Comfort Zone Keepers
Comfort zone keepers hold us back from fully leaning into any type of relationship. This includes not only your relationship with a program and the people in it, but also with your loved ones, your clients, your business, your marketing, yourself, everything.
In order to break through the “fences” that keep us in our comfort zone, we first have to recognize them.
There are a lot of fears that hold us back. Here are a few common ones, and I’ll bet you can add more.
- Being seen
- Not being good enough
- Not being strong enough
- Making mistakes
- Being laughed at
- Being alone
Patterns of Thinking and Behaving
We also have deeply ingrained patterns that have us holding back and only partway leaning in. Often these have us saving something back. They’re things like:
- Believing we’re better than others
- Believing we’re worse than others
- Trying to look good
- Trying to look strong
Sometimes, we legitimately think that we’re leaning in fully with someone. We’re convinced we’re giving our all, when we’re really holding back. Often, someone else has to point out to us the ways we’re not completely engaged. Or we look back later and see how we were holding back.
When we do this, it’s usually because we’re stuck in one of the fears or patterns of thinking or behaving listed above.
We Don’t Mean To
The thing about holding back is that we almost always do it unconsciously. We’re just going about our life, taking care of stuff for the most part and not having any idea how much sleepwalking we’re doing. We believe that we’re giving 100% and would be shocked to realize it’s 75% — or less!
But can’t you tell the difference when you meet someone who’s giving 100%? They’re alive and energized. They’re engaged, aware and there.
If you ask them how they got that way, they can almost always point to something specific – a program, a practice or a life-changing experience – that woke them up.
What they may not tell you about is the personal commitment that it took.
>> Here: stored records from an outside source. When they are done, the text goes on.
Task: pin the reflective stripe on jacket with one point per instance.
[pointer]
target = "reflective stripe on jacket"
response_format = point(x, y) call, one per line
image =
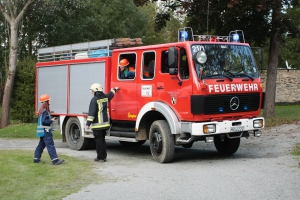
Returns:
point(98, 115)
point(44, 117)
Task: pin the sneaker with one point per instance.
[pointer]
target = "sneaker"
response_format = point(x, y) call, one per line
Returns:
point(38, 161)
point(100, 160)
point(58, 162)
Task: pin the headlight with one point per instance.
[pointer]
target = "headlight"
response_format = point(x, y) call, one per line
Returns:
point(210, 128)
point(258, 123)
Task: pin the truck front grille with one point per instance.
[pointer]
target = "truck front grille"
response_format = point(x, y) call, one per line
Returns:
point(231, 103)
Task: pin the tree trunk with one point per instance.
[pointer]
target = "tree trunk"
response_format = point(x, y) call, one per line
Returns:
point(269, 107)
point(11, 74)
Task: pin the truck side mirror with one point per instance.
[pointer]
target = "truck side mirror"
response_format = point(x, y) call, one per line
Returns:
point(172, 57)
point(173, 71)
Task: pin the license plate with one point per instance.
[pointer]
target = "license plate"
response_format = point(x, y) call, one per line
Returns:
point(237, 129)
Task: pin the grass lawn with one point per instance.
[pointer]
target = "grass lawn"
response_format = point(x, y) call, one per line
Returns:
point(284, 114)
point(20, 178)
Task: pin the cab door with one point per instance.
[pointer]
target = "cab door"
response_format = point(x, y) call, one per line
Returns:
point(175, 88)
point(124, 105)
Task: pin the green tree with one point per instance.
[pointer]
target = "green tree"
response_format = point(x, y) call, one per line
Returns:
point(13, 12)
point(22, 103)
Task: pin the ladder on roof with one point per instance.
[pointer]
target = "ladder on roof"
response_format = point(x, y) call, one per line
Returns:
point(68, 52)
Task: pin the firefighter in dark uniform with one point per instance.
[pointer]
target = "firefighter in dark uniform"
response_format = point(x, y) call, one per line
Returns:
point(98, 118)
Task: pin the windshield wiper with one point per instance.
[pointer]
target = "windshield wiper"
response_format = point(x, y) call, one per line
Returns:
point(239, 74)
point(220, 75)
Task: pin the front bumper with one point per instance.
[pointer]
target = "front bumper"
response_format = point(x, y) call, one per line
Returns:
point(228, 126)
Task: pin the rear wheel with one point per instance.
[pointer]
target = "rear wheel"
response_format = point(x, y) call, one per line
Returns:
point(132, 144)
point(74, 136)
point(225, 145)
point(161, 142)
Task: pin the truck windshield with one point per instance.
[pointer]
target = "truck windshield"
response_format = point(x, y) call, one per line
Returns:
point(229, 61)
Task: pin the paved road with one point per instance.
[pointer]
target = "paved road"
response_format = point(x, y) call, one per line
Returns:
point(262, 168)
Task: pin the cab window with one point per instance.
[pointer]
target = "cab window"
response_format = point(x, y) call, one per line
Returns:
point(148, 65)
point(127, 66)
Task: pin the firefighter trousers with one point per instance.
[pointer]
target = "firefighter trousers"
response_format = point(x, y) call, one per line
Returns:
point(100, 143)
point(46, 141)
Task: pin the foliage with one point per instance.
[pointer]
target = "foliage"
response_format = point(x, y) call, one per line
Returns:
point(20, 178)
point(22, 104)
point(285, 114)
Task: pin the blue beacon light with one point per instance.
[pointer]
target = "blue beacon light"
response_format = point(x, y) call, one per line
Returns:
point(236, 37)
point(183, 35)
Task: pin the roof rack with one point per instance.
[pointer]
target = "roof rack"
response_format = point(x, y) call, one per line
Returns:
point(98, 48)
point(186, 34)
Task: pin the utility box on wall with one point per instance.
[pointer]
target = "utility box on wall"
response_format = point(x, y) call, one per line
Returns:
point(287, 85)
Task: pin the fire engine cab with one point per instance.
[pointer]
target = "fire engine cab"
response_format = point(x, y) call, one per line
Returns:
point(201, 88)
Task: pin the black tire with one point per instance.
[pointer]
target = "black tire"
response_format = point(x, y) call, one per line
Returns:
point(188, 145)
point(74, 136)
point(225, 145)
point(162, 145)
point(132, 144)
point(92, 144)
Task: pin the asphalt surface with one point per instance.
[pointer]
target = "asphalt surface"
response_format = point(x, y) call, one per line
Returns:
point(262, 168)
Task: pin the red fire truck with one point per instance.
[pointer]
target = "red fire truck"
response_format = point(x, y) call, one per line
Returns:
point(201, 88)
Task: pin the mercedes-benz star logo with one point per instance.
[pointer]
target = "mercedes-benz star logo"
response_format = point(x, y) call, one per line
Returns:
point(234, 103)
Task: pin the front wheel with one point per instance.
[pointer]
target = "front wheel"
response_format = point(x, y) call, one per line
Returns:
point(225, 145)
point(162, 145)
point(74, 136)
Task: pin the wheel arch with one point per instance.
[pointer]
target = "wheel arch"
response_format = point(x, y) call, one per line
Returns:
point(153, 111)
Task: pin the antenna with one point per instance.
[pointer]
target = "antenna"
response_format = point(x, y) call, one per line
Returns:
point(288, 67)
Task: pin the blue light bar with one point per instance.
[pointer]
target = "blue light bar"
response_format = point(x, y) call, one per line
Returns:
point(183, 36)
point(235, 37)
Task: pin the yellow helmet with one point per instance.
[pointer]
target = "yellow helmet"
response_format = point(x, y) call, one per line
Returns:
point(96, 87)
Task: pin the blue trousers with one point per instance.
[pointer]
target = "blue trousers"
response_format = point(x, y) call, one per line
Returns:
point(100, 143)
point(46, 141)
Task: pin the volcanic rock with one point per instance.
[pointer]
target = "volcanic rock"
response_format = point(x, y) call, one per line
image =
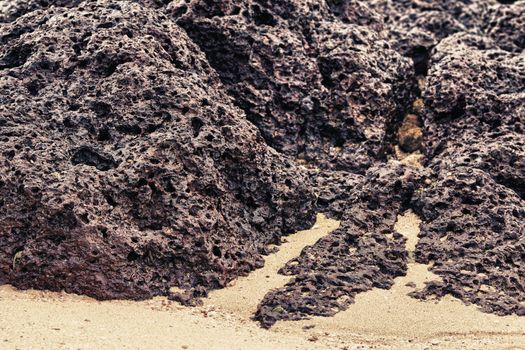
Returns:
point(125, 167)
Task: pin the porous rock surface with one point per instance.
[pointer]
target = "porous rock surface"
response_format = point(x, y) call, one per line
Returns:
point(317, 78)
point(364, 253)
point(125, 167)
point(153, 143)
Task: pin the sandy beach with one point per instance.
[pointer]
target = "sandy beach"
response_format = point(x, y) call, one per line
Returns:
point(380, 319)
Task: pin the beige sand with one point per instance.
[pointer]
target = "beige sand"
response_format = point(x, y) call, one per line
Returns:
point(379, 319)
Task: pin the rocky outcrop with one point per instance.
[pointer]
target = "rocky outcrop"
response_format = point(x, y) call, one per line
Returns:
point(149, 144)
point(125, 167)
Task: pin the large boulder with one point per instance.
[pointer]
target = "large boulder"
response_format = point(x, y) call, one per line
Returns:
point(125, 167)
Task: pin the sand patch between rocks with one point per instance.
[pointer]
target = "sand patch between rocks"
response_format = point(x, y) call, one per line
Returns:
point(380, 319)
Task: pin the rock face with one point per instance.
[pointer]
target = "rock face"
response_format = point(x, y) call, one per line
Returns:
point(149, 144)
point(364, 253)
point(317, 78)
point(125, 167)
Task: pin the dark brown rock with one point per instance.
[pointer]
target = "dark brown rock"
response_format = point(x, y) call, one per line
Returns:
point(125, 167)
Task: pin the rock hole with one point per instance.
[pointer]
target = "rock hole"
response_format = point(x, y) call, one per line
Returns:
point(16, 57)
point(133, 256)
point(216, 251)
point(196, 124)
point(87, 156)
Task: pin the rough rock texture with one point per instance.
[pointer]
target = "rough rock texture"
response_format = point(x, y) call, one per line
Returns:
point(152, 143)
point(125, 167)
point(473, 232)
point(364, 253)
point(317, 78)
point(473, 228)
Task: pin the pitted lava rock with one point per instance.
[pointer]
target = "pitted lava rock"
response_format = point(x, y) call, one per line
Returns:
point(125, 167)
point(473, 232)
point(317, 78)
point(364, 253)
point(156, 143)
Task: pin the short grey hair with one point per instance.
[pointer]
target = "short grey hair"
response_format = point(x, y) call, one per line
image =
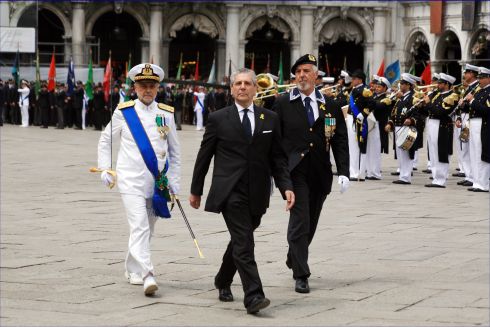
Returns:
point(243, 71)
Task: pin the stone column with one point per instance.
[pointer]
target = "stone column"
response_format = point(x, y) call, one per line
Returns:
point(232, 36)
point(155, 33)
point(221, 60)
point(165, 56)
point(4, 14)
point(78, 34)
point(379, 45)
point(306, 30)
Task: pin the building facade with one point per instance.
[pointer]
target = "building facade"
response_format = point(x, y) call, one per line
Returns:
point(259, 34)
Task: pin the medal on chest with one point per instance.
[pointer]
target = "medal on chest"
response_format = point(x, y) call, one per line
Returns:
point(162, 127)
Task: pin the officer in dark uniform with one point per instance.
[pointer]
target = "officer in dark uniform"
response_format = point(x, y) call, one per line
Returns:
point(303, 114)
point(401, 116)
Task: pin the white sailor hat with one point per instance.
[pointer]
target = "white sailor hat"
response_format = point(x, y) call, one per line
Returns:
point(408, 78)
point(146, 72)
point(383, 81)
point(470, 68)
point(345, 75)
point(445, 78)
point(483, 72)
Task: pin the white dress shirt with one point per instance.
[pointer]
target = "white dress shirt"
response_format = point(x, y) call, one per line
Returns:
point(133, 177)
point(250, 115)
point(313, 103)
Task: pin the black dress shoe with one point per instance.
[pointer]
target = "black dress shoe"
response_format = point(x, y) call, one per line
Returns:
point(401, 182)
point(435, 185)
point(258, 304)
point(225, 294)
point(302, 285)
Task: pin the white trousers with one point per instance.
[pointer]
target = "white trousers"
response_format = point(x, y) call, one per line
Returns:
point(356, 169)
point(24, 111)
point(373, 153)
point(440, 170)
point(141, 226)
point(199, 120)
point(405, 164)
point(465, 152)
point(480, 169)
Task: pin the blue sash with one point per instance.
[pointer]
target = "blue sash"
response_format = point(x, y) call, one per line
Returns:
point(355, 112)
point(161, 195)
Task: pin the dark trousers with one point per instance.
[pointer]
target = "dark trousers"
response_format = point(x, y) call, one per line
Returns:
point(303, 218)
point(239, 254)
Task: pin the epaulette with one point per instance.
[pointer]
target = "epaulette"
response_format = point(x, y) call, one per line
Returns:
point(124, 105)
point(166, 107)
point(367, 93)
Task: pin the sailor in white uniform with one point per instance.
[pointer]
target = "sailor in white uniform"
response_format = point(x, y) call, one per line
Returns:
point(135, 181)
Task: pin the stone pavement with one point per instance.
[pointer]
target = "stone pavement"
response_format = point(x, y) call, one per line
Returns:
point(383, 254)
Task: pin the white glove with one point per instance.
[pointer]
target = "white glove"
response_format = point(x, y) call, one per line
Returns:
point(344, 183)
point(107, 179)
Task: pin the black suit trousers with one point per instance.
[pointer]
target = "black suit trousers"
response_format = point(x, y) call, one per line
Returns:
point(303, 218)
point(239, 254)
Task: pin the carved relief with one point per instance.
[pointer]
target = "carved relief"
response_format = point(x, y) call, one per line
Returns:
point(341, 29)
point(201, 23)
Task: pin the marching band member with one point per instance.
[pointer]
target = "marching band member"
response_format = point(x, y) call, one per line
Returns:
point(401, 117)
point(376, 143)
point(462, 122)
point(440, 129)
point(148, 167)
point(479, 132)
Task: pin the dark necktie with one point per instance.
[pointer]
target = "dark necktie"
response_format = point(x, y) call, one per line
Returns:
point(247, 127)
point(309, 111)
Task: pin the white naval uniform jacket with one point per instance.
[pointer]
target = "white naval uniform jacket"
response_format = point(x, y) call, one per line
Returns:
point(133, 177)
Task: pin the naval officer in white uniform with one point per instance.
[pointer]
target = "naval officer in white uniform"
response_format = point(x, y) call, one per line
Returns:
point(135, 181)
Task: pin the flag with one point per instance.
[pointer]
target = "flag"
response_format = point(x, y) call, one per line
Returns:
point(381, 68)
point(37, 86)
point(368, 75)
point(280, 74)
point(90, 79)
point(128, 80)
point(179, 70)
point(426, 75)
point(16, 69)
point(212, 73)
point(70, 80)
point(107, 79)
point(327, 66)
point(392, 72)
point(196, 72)
point(52, 74)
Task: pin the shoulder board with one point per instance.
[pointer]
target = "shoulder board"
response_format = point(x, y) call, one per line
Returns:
point(367, 93)
point(124, 105)
point(166, 107)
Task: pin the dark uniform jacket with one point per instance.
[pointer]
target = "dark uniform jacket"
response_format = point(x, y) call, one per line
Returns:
point(480, 107)
point(299, 139)
point(236, 158)
point(441, 107)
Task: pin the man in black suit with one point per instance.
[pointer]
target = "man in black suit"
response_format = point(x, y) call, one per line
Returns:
point(246, 143)
point(310, 123)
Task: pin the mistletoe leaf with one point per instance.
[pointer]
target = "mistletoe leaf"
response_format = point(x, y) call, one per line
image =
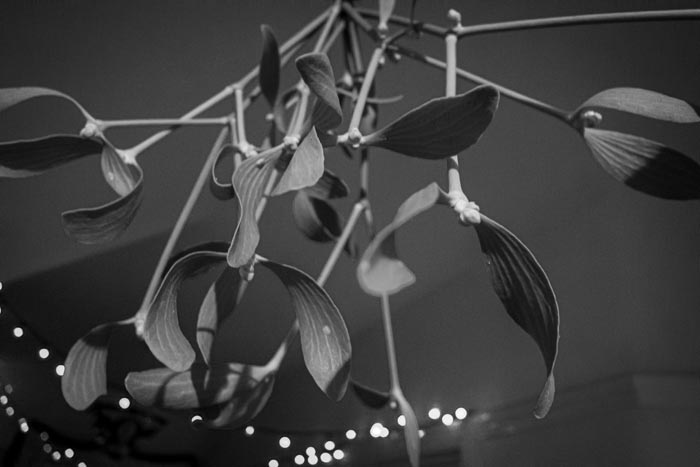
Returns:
point(305, 168)
point(325, 342)
point(645, 165)
point(524, 289)
point(85, 377)
point(646, 103)
point(162, 331)
point(27, 158)
point(441, 127)
point(380, 270)
point(219, 302)
point(105, 223)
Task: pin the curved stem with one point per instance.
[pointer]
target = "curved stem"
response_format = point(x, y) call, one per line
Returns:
point(577, 20)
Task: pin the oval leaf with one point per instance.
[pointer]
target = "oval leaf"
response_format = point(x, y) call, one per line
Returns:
point(645, 165)
point(646, 103)
point(220, 301)
point(523, 287)
point(105, 223)
point(441, 127)
point(380, 270)
point(325, 342)
point(85, 377)
point(249, 182)
point(20, 159)
point(162, 331)
point(305, 168)
point(317, 73)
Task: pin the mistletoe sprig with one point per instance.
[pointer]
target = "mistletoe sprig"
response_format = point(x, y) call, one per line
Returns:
point(305, 121)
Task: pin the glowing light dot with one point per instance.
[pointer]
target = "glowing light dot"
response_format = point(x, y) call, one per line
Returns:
point(285, 442)
point(434, 413)
point(447, 419)
point(461, 413)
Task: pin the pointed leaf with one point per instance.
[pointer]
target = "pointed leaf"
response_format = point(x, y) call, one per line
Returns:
point(198, 387)
point(162, 331)
point(305, 168)
point(523, 287)
point(317, 73)
point(220, 301)
point(380, 270)
point(646, 103)
point(441, 127)
point(370, 397)
point(85, 377)
point(249, 182)
point(269, 66)
point(645, 165)
point(325, 342)
point(105, 223)
point(31, 157)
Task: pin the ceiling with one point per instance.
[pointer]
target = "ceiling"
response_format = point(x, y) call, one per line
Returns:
point(621, 262)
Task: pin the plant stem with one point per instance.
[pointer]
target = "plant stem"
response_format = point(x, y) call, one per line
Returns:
point(576, 20)
point(177, 229)
point(511, 94)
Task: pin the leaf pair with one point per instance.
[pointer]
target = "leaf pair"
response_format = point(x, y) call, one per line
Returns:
point(517, 278)
point(640, 163)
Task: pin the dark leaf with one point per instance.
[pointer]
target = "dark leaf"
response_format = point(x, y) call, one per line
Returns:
point(305, 168)
point(325, 342)
point(220, 301)
point(85, 377)
point(441, 127)
point(523, 287)
point(162, 331)
point(646, 103)
point(370, 397)
point(317, 73)
point(269, 66)
point(249, 182)
point(380, 270)
point(105, 223)
point(645, 165)
point(31, 157)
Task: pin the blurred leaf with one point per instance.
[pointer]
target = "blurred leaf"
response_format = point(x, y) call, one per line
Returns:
point(222, 191)
point(162, 331)
point(325, 342)
point(646, 103)
point(105, 223)
point(220, 301)
point(370, 397)
point(31, 157)
point(441, 127)
point(317, 73)
point(85, 377)
point(523, 287)
point(645, 165)
point(305, 168)
point(249, 182)
point(380, 270)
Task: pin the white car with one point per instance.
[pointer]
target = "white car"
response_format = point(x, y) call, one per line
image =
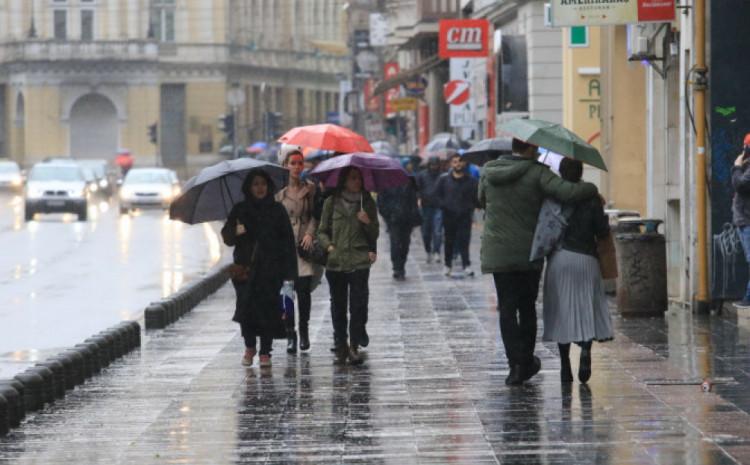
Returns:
point(11, 177)
point(148, 187)
point(54, 187)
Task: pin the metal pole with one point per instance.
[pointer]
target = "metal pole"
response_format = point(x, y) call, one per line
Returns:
point(699, 88)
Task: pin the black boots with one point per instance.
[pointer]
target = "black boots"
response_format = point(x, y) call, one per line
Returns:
point(291, 341)
point(304, 337)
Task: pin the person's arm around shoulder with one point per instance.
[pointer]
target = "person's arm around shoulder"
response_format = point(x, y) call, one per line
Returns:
point(562, 190)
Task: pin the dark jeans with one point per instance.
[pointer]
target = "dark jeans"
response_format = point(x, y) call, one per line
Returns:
point(350, 294)
point(302, 286)
point(432, 229)
point(251, 341)
point(516, 298)
point(400, 235)
point(457, 228)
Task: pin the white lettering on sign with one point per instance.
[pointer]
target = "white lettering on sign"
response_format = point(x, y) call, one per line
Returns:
point(464, 38)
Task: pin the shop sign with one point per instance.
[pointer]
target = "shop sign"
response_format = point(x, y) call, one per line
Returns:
point(463, 38)
point(604, 12)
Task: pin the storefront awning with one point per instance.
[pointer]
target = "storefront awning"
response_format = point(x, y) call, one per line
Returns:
point(405, 75)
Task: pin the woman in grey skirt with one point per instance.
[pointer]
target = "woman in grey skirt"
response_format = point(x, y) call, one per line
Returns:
point(575, 306)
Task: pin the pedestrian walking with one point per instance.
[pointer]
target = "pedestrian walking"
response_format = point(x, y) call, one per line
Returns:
point(349, 230)
point(456, 193)
point(266, 259)
point(741, 207)
point(511, 191)
point(575, 305)
point(432, 215)
point(398, 207)
point(299, 199)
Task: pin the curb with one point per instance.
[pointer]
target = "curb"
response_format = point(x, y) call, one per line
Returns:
point(162, 313)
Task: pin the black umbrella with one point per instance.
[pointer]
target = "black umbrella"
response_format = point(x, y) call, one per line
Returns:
point(488, 149)
point(211, 194)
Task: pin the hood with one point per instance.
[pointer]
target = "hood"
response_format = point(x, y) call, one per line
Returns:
point(507, 169)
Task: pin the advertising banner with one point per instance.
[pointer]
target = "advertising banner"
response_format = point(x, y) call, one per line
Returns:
point(604, 12)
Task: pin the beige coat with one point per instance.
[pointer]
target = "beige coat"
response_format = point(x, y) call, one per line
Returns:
point(299, 206)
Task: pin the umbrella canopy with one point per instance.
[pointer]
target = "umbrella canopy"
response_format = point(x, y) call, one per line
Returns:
point(327, 137)
point(211, 194)
point(379, 172)
point(488, 149)
point(384, 147)
point(445, 140)
point(555, 138)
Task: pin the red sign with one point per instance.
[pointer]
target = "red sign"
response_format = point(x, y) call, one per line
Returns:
point(656, 10)
point(456, 92)
point(460, 38)
point(390, 70)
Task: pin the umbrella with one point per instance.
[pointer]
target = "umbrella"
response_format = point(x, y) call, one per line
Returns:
point(379, 172)
point(445, 140)
point(327, 137)
point(257, 147)
point(555, 138)
point(211, 194)
point(488, 149)
point(384, 147)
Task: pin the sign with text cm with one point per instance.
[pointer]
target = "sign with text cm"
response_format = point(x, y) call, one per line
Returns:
point(463, 38)
point(604, 12)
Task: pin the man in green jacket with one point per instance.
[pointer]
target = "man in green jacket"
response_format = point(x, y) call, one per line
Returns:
point(511, 190)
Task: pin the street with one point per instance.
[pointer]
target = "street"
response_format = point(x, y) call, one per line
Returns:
point(62, 280)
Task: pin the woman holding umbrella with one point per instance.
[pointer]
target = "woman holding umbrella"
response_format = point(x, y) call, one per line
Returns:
point(349, 230)
point(264, 251)
point(299, 199)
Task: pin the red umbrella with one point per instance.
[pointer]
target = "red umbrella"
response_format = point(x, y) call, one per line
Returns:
point(327, 137)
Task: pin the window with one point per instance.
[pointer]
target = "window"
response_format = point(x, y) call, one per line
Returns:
point(61, 26)
point(162, 20)
point(87, 25)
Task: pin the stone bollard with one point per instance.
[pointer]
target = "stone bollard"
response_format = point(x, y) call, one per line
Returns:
point(48, 382)
point(4, 420)
point(15, 408)
point(642, 269)
point(33, 384)
point(156, 316)
point(70, 369)
point(58, 376)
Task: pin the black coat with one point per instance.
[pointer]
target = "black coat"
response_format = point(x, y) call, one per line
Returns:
point(268, 233)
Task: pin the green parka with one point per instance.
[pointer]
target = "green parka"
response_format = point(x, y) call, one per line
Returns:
point(352, 240)
point(511, 191)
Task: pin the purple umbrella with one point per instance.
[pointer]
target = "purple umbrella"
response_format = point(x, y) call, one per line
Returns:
point(379, 172)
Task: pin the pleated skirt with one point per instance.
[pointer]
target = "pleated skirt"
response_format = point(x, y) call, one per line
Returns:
point(575, 305)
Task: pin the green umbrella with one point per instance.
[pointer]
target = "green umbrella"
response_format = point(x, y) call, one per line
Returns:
point(555, 138)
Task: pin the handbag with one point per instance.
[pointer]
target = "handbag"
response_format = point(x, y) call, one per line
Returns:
point(607, 255)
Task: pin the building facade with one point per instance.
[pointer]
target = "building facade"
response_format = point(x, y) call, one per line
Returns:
point(87, 77)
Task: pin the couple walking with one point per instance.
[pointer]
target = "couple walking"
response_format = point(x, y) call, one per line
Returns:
point(512, 190)
point(268, 234)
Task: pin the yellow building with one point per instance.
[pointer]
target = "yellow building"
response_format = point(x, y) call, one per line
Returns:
point(87, 77)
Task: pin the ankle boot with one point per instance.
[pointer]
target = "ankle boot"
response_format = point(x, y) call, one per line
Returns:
point(304, 338)
point(291, 342)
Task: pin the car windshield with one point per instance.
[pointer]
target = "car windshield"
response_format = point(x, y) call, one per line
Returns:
point(8, 168)
point(55, 173)
point(148, 177)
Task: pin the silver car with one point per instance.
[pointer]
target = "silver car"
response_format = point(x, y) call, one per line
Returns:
point(148, 187)
point(55, 187)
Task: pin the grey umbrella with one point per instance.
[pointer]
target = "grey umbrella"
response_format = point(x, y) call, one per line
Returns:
point(211, 194)
point(488, 149)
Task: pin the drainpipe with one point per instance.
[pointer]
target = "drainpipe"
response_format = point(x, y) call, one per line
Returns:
point(699, 89)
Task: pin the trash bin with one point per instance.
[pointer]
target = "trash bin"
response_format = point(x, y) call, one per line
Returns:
point(642, 268)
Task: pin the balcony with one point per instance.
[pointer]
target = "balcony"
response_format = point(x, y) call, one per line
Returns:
point(59, 50)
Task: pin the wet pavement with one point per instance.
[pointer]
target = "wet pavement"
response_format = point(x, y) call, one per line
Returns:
point(431, 391)
point(62, 280)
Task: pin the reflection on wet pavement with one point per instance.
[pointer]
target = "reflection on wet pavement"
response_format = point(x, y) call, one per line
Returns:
point(431, 391)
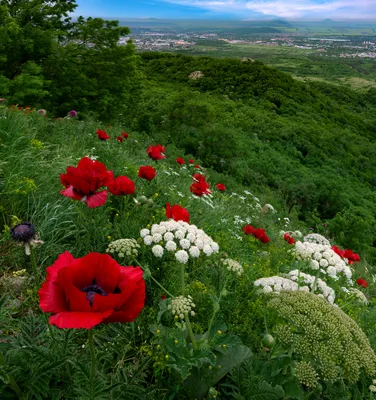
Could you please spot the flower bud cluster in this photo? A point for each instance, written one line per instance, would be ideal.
(306, 374)
(316, 238)
(123, 248)
(233, 266)
(322, 257)
(323, 336)
(359, 295)
(182, 305)
(187, 241)
(276, 284)
(326, 292)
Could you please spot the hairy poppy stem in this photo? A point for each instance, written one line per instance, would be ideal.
(153, 279)
(11, 381)
(190, 331)
(93, 363)
(34, 265)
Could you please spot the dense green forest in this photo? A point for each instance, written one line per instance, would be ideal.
(311, 143)
(169, 235)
The commitment it takes to be fully IN and awake is huge. It has to be bigger than the fears, bigger than the patterns, bigger than the addiction to being comfortable. And it WILL be uncomfortable.
To fully show up, you have to let yourself be fully seen, and that’s a super vulnerable and uncomfortable thing to do. You can’t fully show up AND hold back that parts of you that feel messy, unlikable or like they won’t fit in.
The Leadership program is challenging me hugely to get vulnerable and uncomfortable. This has included a big UGLY cry in front of the group, the discomfort of telling someone an assumption I’d made about her (and seeing how it was my stuff not hers!), feeling awkward at times and asking for something that meant a lot to me from someone I didn’t know very well.
The results of this have been:
- a greater feeling of strength and confidence
- clarity around where I’m NOT fully engaging (and tools to change that)
- getting something I’ve really wanted
- an incredibly deep sense of connection and trust with a group of people I’ve known a short time
- feeling more connected with the people I love
Scary? Yes. Worth it? Absolutely! Which I remind myself when the next vulnerable thing comes up.